[ Liturgia ]



    Uma Leitura dos Textos Bíblicos

    "Foi elevado ao Céu e sentou-Se à direita de Deus"


    1.ª Leitura (Act 1, 1-11): “Elevou-Se à vista deles”
    O início dos Actos dos Apóstolos apresenta a transição do tempo de Jesus para o tempo da Igreja, sempre na continuidade: o início da Igreja e da actividade apostólica dependem directamente de Jesus Cristo, que perpetua a sua presença na comunidade.
    A ascensão de Jesus ao Céu - por outras palavras: a sua glorificação e exaltação junto de Deus - é aqui apresentada numa linguagem simbólico-narrativa, que recorre a conceitos de espaço e tempo que dão vivacidade ao relato: "Dito isto, elevou-Se à vista deles e uma nuvem escondeu-O a seus olhos". Esta terminologia tem subjacente uma imagem do universo concebido em três andares: céu, terra e infernos. Destaque para alguns elementos narrativos típicos das "teofanias" bíblicas (manifestações divinas): a elevação do Senhor, a nuvem (cf. Ex 13,22; 24, 15-18; Lc 9, 31-34; 21, 27; 1Tes 4, 17) e os "dois homens vestidos de branco", que sublinham a glória subjacente ao acontecimento.
    O relato de S. Lucas compreende-se melhor à luz do episódio do arrebatamento de Elias ao céu (cf. 2 Rs 2). A Eliseu, que lhe pedia duas partes do seu espírito, o profeta Elias promete que tal sucederá se ele vir o seu arrebatamento. No relato da ascensão dos Actos, Jesus aparece como novo Elias, fazendo dos seus apóstolos herdeiros espirituais, prometendo-lhes o dom do Espírito que os fortalecerá no testemunho.
    As palavras finais dos Anjos apelam também para o reconhecimento da presença perene do Ressuscitado pelo seu Espírito e ao empenhamento no projecto do Reino inaugurado em Cristo, que se estabelecerá definitivamente na sua vinda definitiva.
    Assim, o relato da Ascensão é uma preparação e abertura do dom do Espírito no Pentecostes (cf. Act 2, 1-4). Será este dom que ajudará a ultrapassar a falsa concepção de reino centrado na restauração nacional de Israel (cf. v. 6) e dinamizará o testemunho universal da Igreja que parte de Jerusalém até aos confins da terra (cf. v. 8), até Roma, o centro mundo de então (cf. Act 28, 14-21).

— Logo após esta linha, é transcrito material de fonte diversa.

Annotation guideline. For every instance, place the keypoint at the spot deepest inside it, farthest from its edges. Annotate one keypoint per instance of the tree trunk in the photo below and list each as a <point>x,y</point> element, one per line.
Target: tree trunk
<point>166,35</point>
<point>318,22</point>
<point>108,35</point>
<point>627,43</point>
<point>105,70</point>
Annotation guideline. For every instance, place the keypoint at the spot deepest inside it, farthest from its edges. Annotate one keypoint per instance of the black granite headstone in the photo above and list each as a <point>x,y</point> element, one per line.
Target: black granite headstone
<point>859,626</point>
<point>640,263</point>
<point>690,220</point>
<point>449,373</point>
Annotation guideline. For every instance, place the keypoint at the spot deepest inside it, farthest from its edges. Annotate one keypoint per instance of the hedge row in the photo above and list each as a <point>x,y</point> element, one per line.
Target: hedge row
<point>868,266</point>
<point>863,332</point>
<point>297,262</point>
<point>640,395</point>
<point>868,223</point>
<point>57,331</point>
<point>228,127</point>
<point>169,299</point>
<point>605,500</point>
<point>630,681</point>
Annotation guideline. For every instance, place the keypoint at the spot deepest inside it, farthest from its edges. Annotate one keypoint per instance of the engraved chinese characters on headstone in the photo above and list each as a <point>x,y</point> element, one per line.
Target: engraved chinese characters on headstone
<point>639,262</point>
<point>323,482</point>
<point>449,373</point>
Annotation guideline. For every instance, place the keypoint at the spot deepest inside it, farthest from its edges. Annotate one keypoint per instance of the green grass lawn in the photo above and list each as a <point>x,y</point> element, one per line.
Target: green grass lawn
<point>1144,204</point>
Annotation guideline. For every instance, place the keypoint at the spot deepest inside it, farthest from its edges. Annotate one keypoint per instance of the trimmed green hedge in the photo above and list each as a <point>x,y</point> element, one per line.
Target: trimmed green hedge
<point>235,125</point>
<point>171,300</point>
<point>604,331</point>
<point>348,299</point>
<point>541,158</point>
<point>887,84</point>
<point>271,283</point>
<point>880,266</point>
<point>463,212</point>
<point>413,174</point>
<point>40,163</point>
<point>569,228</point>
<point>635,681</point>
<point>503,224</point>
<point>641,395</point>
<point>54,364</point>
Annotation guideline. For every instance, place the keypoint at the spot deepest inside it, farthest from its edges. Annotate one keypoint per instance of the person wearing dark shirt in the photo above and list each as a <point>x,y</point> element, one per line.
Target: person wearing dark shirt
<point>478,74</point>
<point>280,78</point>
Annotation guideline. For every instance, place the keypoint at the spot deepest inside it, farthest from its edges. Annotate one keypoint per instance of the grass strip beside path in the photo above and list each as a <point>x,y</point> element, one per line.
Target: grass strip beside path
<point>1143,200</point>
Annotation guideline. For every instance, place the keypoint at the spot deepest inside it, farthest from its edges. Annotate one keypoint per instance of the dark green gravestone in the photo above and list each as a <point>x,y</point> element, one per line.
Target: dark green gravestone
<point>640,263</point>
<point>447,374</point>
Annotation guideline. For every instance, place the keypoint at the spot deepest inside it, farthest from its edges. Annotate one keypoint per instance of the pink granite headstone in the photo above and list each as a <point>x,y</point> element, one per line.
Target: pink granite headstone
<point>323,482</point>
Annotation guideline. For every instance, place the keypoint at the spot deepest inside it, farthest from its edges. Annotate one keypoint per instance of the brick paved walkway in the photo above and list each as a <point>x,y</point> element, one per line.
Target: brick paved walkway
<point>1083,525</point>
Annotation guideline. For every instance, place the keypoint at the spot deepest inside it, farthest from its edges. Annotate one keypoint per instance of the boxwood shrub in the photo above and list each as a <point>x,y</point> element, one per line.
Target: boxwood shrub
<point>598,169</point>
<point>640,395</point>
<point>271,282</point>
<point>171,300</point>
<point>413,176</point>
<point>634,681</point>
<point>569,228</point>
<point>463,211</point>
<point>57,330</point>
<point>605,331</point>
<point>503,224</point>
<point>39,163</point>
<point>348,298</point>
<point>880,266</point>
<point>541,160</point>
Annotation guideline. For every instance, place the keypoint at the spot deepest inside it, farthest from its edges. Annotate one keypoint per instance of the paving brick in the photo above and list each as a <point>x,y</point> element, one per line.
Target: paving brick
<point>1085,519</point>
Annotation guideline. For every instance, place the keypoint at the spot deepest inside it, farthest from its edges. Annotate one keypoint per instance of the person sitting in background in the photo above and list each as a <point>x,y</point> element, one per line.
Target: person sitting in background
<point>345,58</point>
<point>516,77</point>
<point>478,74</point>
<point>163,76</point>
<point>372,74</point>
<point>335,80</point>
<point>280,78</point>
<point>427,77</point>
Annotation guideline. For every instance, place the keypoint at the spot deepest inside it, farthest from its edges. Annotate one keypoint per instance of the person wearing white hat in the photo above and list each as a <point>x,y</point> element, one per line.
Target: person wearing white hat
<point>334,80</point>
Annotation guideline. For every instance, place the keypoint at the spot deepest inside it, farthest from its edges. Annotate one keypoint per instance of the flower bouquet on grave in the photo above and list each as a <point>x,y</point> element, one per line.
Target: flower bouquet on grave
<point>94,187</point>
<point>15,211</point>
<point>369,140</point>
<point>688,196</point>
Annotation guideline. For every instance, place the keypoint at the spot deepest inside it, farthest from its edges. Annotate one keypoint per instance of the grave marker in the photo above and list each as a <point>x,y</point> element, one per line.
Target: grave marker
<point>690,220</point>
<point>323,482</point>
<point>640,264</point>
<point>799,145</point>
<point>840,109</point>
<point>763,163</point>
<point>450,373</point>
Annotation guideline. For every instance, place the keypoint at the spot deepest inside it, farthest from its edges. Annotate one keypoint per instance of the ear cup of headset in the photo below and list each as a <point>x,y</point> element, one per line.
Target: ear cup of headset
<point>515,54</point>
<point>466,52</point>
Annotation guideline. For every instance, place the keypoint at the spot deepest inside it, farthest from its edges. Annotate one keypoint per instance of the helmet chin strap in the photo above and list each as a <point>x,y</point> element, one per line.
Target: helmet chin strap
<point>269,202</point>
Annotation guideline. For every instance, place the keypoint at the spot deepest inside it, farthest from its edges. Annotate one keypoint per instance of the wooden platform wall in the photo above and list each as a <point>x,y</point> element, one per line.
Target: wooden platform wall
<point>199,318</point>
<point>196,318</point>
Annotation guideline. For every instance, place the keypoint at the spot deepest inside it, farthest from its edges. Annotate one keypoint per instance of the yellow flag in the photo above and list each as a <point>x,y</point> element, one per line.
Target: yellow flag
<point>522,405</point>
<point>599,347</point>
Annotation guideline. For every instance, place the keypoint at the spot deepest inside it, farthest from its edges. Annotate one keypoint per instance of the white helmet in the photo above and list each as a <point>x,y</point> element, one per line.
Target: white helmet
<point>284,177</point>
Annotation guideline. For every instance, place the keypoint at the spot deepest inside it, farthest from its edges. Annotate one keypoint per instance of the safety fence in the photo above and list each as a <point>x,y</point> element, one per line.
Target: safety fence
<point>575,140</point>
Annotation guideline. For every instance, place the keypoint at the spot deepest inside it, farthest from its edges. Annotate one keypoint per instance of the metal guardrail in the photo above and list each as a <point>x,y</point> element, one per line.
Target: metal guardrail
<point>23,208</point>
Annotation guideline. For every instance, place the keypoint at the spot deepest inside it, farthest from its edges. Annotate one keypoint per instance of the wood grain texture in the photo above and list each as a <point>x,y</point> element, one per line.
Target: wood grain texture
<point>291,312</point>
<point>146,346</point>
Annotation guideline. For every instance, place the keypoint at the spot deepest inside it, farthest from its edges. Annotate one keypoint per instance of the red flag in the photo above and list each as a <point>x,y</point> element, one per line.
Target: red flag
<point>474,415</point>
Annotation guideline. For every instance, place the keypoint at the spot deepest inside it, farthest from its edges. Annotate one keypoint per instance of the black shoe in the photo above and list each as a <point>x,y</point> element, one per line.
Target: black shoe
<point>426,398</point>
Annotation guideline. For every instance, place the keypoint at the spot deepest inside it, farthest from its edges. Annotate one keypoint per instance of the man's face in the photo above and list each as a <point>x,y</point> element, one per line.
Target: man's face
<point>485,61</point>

    Evangelho (Mc 16, 15-20): Ide! Eu estarei convosco!
    O Evangelho foi retirado do epílogo canónico de Marcos (cf. Mc 16, 9-20), uma espécie de apêndice, inserido neste Evangelho no século II, tentando preencher a sua pretensa lacuna pascal. O texto centra-se na aparição aos onze. Este terceiro momento da narração (terceira aparição) mostra-se decisivo: Jesus surpreende, sem mediações, a incredulidade dos onze. No fragmento que a liturgia nos apresenta podem distinguir-se duas partes:
    - O envio dos onze e os sinais da fé (vv. 15-18). O envio (v. 15) é universal e cósmico. Os onze são enviados a todo o mundo/ a toda a criatura. Marcos não alude aos povos distintamente (cf. Mt 28, 19), mas fala do cosmos e da humanidade no seu conjunto, enquanto campo aberto à pregação missionária (cf. Cl 1, 6.23). Ao envio, segue-se o julgamento em paralelismo antitético (v. 16): a fé e o Baptismo, consequentes ao anúncio da palavra, assumem-se como meios essenciais para a salvação. Por fim, temos os sinais da fé: exorcismos, curas, glossolalia e imunidade a serpentes e venenos. Num mundo hostil, os que acreditarem serão capazes de propagar universalmente a palavra, superando o poder do mal e ajudando os outros a viverem. Estes sinais revelam a eficácia da missão universal deixada por Jesus, porquanto a palavra converge numa acção claramente transformadora.
    - A ascensão de Jesus e a execução do mandato pelos onze (vv. 19-20). A exaltação do ressuscitado revela a sua entronização junto de Deus como Senhor. O Filho de Deus, depois de oferecer aos homens a salvação pascal e enviar os onze a anunciá-la, pode agora regressar ao seio do divino. Os onze, por seu lado, empreenderam de imediato o mandato de Jesus, contando com a assistência d'Ele, eternamente presente. Na verdade, a ausência de Jesus pela ascensão, possibilita uma nova forma de presença: quando "foi elevado", eles reconheceram a sua força, dando credibilidade à palavra com milagres. O mesmo Senhor que envia os seus discípulos permanece com eles e actua através deles. Assim se inicia a história e a vida da Igreja na fidelidade ao mandato do seu Senhor.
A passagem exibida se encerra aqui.